5. The method of claim 1 wherein the imaging instrument comprises an eyepiece, further comprising the step of displacing the eyepiece in order to preclude physical interference of the eyepiece with the cameral.

6. The method of claim 1 wherein the imaging instrument comprises an eyepiece, further comprising the step of displacing the eyepiece in order to compensate for variation in the optical path resulting from displacement of the replacement image plane relative to the original image plane.

7. The method of claim 1 wherein the quick-release receptacle comprises an offset-eliminating flange and a capture cowling.

8. The method of claim 1 wherein the quick-release receptacle comprises an non-offset-eliminating flange and a capture cowling.
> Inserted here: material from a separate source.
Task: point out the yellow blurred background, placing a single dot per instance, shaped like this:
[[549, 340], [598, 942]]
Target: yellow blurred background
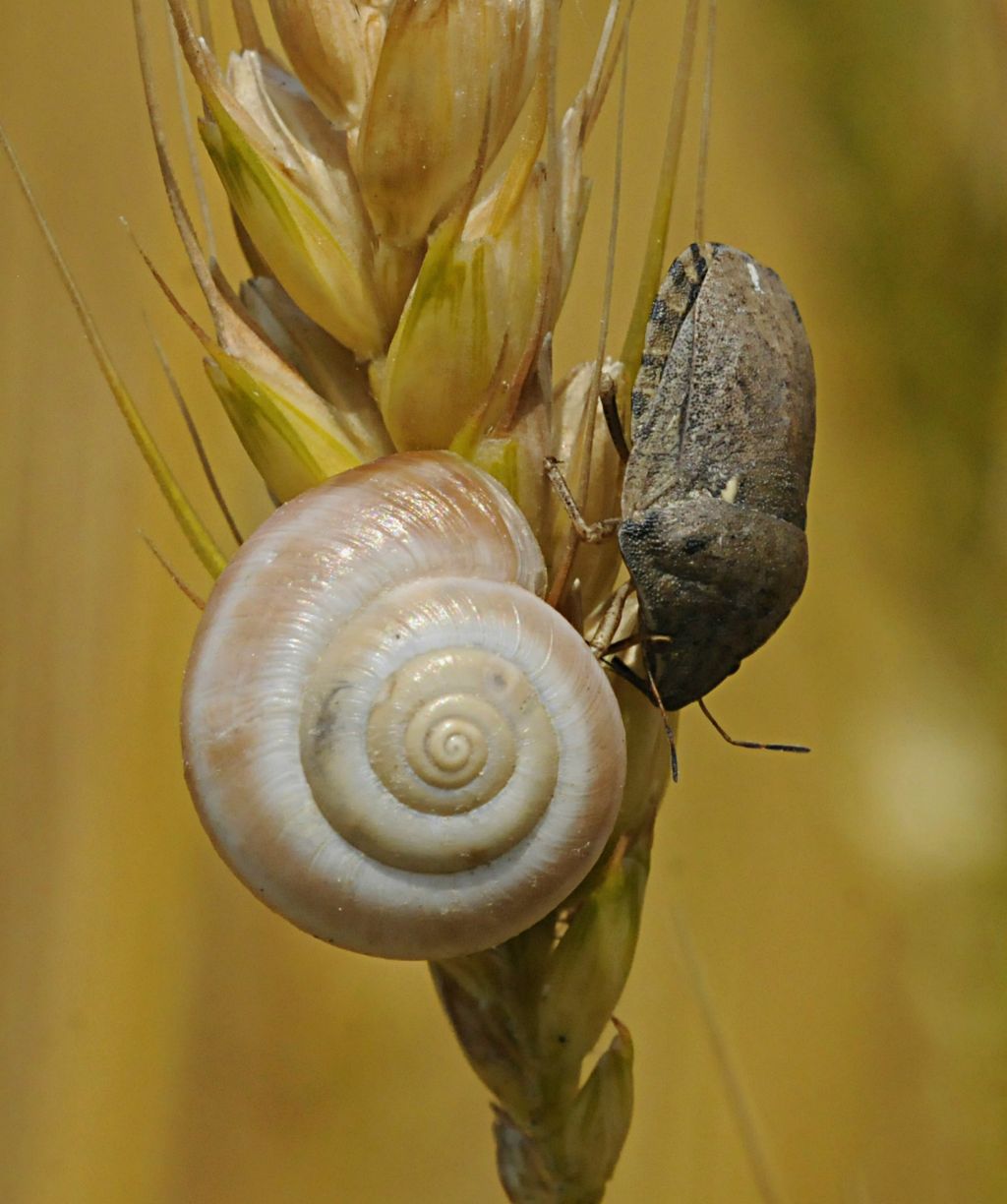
[[165, 1038]]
9. An upgrade kit for imaging systems comprising:

quick-release receptacle that mounts on an optical assemblage and accepts a quick-release coupling wherein the optical assemblage focuses an image onto an original image plane; and

camera adapter coupling comprising a first end being a quick-release coupling and a second end being a lens-emulating flange and wherein the quick-release coupling mates with the quick-release receptacle.

10. The upgrade kit of claim 9 further comprising a camera.

11. The upgrade kit of claim 10 wherein the camera is a digital camera.

12. The upgrade kit of claim 9 further comprising a compensating lens that adjust the focal length of the optical assemblage so as to focus an image on to a replacement image plane comprising a camera that may be mounted on the lens-emulating flange.

13. The upgrade kit of claim 9 further comprising a compensating lens that enlarges images focused by the optical assemblage on to a replacement image plane comprising a camera that may be mounted on the lens-emulating flange.

14. The upgrade kit of claim 9 wherein the length of the camera adapter coupling is adjusted to displace a replacement image plane comprising a camera that may be mounted onto the lens-emulating flange relative to the original image plane in order to enlarge an image focused by the optical assemblage onto the original image plane.

15. The upgrade kit of claim 9 wherein the optical assemblage comprises an eyepiece mount for accepting an eyepiece and further comprising an eyepiece tower that displaces the mounting position of an eyepiece so as to preclude physical interference of the eyepiece with a camera that may be mounted onto the lens-emulating flange.

16. The upgrade kit of claim 9 wherein the optical assemblage comprises an eyepiece mount for accepting an eyepiece and further comprising an eyepiece tower that displaces the mounting position of an eyepiece in order to compensate for displacement of the a digital image plane comprising a camera that may be mounted onto the lens-emulating flange relative to the original image plane.